To consolidate or not to consolidate: This is the question. But there is no easy answer.
Consolidation may a good idea if:
• You have a variable interest rate and would rather a fixed rate. This may be a good idea, but you can wait and he believes that if interest rates begin to rise again. And what happens if interest rates Variable stay down or fall below your fixed rate?
• You have a variety of loans and lenders and would have a single lender. One problem – you may have to "pay" for the convenience of accepting a higher interest rate on some of your loans.
• You need more flexible repayment options. The repayment options available through consolidation are:
Standard – fixed monthly payments.
Graduate – begin payments low and increase every two years.
Extended – for amounts above $ 30,000, either fixed or diploma option.
In according to income – depending on annual income and total debt loans, with an adjustment payment each year, changes in income. The FFEL program proportionate refund to offering significant income, which bases the monthly payment on a percentage of income.
Although the Stafford loan programs offer options Flexible repayment, the Perkins Loan Program are not currently. Note: An option for repayment based on income will be available for FFEL and Direct Stafford, Perkins, Grad PLUS and Federal Consolidation (less undergraduate PLUS) borrowers on July 1, 2009.
• You must feel comfortable on your monthly payments. Beware of this option. A decrease of payment generally means a longer repayment period and pay more interest over time.
Consolidation may not be a good idea if:
• Any loans that you intend to include the cancellation or surrender of options that can be lost if you consolidate.
Loan Program Perkins, for example, has an option to cancel if you teach in certain public service professions school or in certain areas or designated low-income schools.
Portions of a Stafford loan may be eligible for cancellation if you teach full time for five consecutive years in a school with low income. (In some cases, this option may also be available for consolidation loans.)
• Your current lender offers discounts (for example, reducing your annual interest rate) for successive periods of time payments.

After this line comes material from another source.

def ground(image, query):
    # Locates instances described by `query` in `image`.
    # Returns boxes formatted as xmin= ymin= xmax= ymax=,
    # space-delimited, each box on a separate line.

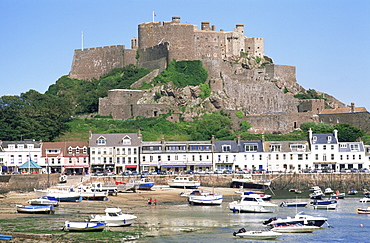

You lose this option if you consolidate and, as mentioned above, lenders may be phasing out incentives for consolidation loans.
• You consolidate during your grace period (s). The rest of your grace period is lost.
• You have already significantly reduced the amount you owe. Because that consolidation generally extends your repayment period, often with interest rates have increased, ultimately you can end up paying more.
Research and Conquer
Unfortunately, the answer to the consolidation or not is good for you is … "It depends". To find out, collect information on what you have federal loans (Perkins, FFEL, PLUS and Direct Loan programs) accessing the National Student Loan Data System (nslds.ed.gov). Gather information on private educational loans that you directly from your lender (s). Take the loan information and find a consolidation loan calculator online to help you determine how your loan repayments can change through consolidation.
Then ask yourself the following questions:
• Am I willing pay higher interest or extend my repayment period and pay more interest over time?
• Will I lose all options for cancellation of loans or incentives so that I am eligible?
• Can I pay my current payments without consolidating?
• Would consolidation actually make my payments much more affordable?
• Is this payment, the "low business benefit offset" pay more for more downside to consolidation?
You can see that the decision whether to consolidate is not black and white. This an individual decision – it may work for some and not others. Because there are any long-term consolidation, do your research and weigh the pros and cons carefully. When all the evidence is, you should be able to decide whether or not a consolidation loan is the solution for you.
About the Author
Kelli Smith is the senior editor for www.Edu411.org. Edu411.org is a career education directory for finding colleges and universities, training schools, and technical institutes.